Roxii was well-known among the residents of Pinebrook, Summit Park and Jeremy Ranch, said Smith. Residents protected her and looked after her as she raised countless calves over the years.
“It was a painful and heartbreaking decision to end Roxii’s suffering,” said Smith. “Oftentimes, it is best to let nature take its course, but in the case of Roxii, it was in the best interests of Roxii and our residents, to humanely bring her life to a close.”
Jolley said deputies euthanized Roxii due to a lack of conservation officers in the area, as those officers are patrolling ongoing hunts.

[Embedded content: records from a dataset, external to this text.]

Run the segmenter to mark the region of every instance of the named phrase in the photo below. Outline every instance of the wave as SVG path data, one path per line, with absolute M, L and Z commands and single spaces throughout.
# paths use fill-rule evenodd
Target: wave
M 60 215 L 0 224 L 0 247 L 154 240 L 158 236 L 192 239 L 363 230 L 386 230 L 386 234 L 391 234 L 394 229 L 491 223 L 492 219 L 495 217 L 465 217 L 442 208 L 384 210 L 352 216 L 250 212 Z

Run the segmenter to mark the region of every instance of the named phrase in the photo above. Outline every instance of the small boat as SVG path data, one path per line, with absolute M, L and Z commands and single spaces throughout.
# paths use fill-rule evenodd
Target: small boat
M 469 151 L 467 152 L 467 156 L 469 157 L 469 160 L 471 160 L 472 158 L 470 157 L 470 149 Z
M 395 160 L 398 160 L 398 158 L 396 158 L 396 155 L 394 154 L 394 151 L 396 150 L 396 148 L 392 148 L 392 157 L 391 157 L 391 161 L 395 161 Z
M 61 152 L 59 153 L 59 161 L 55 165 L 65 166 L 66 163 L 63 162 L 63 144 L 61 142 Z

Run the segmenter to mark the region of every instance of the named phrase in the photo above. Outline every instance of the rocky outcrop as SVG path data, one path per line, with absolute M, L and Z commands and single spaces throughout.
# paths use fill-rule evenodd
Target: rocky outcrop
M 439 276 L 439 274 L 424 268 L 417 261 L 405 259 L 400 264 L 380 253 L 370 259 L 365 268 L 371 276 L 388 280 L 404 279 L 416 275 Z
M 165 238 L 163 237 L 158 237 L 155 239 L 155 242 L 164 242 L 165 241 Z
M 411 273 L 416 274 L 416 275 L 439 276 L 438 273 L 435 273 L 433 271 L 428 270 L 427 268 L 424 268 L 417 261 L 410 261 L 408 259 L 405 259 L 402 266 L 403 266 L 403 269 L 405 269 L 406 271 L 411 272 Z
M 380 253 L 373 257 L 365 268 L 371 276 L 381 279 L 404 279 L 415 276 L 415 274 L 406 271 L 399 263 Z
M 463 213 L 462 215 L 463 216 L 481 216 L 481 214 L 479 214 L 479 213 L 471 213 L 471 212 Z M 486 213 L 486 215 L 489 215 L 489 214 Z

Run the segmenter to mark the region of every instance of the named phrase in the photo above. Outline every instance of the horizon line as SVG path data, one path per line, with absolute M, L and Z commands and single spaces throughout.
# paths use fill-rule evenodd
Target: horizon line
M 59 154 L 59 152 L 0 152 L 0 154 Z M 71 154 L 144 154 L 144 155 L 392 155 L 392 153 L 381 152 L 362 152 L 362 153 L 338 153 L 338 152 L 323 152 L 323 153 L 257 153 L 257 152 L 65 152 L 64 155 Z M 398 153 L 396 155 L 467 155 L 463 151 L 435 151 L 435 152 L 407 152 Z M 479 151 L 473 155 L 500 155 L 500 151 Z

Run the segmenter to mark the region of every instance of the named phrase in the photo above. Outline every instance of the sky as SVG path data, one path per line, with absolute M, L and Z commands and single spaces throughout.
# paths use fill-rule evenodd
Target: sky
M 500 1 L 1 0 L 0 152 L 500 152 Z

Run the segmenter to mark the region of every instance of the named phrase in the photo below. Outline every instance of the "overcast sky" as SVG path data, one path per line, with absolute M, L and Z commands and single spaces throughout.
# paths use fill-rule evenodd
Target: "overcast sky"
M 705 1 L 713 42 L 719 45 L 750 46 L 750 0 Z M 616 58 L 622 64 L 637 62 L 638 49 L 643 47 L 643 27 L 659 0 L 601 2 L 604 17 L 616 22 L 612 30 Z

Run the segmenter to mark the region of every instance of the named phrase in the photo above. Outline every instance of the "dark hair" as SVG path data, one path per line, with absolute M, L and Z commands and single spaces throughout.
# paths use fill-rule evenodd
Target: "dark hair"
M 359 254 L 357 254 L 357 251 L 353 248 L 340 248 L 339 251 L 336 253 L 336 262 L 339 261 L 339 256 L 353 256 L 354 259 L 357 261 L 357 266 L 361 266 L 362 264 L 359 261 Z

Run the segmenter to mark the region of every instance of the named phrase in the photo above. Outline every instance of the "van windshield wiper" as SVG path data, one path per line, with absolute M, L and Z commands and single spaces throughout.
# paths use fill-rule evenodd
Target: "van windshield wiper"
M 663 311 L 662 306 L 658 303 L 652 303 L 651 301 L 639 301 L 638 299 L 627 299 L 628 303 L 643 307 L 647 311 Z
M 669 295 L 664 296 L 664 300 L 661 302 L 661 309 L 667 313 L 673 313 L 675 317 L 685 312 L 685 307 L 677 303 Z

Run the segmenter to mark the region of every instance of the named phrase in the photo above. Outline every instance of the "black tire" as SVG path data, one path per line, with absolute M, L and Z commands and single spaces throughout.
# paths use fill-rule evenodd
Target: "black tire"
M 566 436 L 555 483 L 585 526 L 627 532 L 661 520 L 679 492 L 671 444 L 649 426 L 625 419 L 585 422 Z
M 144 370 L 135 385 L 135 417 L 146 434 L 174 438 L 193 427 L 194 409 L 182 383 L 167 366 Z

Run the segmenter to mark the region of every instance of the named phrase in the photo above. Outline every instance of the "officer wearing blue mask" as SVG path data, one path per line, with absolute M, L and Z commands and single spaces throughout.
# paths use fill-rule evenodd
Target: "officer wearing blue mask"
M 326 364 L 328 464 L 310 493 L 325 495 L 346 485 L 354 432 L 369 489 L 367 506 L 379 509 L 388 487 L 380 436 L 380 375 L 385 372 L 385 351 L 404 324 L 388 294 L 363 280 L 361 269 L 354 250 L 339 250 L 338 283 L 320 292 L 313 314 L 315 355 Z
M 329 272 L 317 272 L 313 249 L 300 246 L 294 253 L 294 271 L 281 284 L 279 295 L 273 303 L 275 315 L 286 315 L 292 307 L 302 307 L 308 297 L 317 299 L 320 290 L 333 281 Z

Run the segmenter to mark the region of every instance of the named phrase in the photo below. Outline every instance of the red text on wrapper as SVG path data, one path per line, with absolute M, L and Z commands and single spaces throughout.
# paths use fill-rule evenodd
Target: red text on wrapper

“It is not feasible to rehabilitate big game animals in Utah, due to disease concerns, low survival rates of wildlife that are acclimated to people, and a lack of resources,” said Jolley. “So when an animal is injured and becomes immobile, there aren’t other options besides humanely euthanizing the animal.”
DNR was familiar with Roxii, as attempts were made to tranquilize and relocate her in 2020. However, local residents pushed back, and eventually, Roxii was left to roam city limits rather than “being relocated to a safer mountain location.”
However, Smith noted that Roxii’s presence in the community taught locals a lot about wildlife, and residents went to great lengths to ensure she was safe.
“Take peace in knowing she taught our community so much and made life safer for our wildlife,” said Smith. “She lived a long life and our community was better for knowing and loving her. Please pay tribute to Roxii by being good stewards of our wildlife.”
Smith said anyone who sees animals in danger should contact his office at 435-615-3601, or in an emergency, dial 911.